Lo peor viene en el próximo intento de lavado, cuando ya tenemos la certeza de que la fantasía nunca va a quedar limpia ni nueva ni desmanchada y lo hacemos igual, y es lavar o reventar.

Y reventamos. Ya el lápiz se volvió agresivo y atravesó la superficie y la virgen ya será atravesada por el ímpetu de una fantasía en edad de atravesar.

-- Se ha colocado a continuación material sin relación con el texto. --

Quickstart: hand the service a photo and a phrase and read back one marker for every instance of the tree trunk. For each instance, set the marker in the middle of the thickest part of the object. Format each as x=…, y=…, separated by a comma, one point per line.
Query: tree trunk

Todo muy lindo hasta que el cuerpo comienza a hablar y tenemos a la susodicha ahí colgadita con los broches que le tocaron –tampoco queremos que un viento se la lleve o la revuelque y la ensucie más, si nos da tanto placer.

Crujen los ojos y vomita el ombligo y las uñas comienzan a segregar líquido ansioso. Es ahí cuando el aire comienza a pesar y asfixia y la virgen rajada y los broches que ya elegimos y la fantasía hecha carne, con todo el peso que requiere una fantasía en estado sólido.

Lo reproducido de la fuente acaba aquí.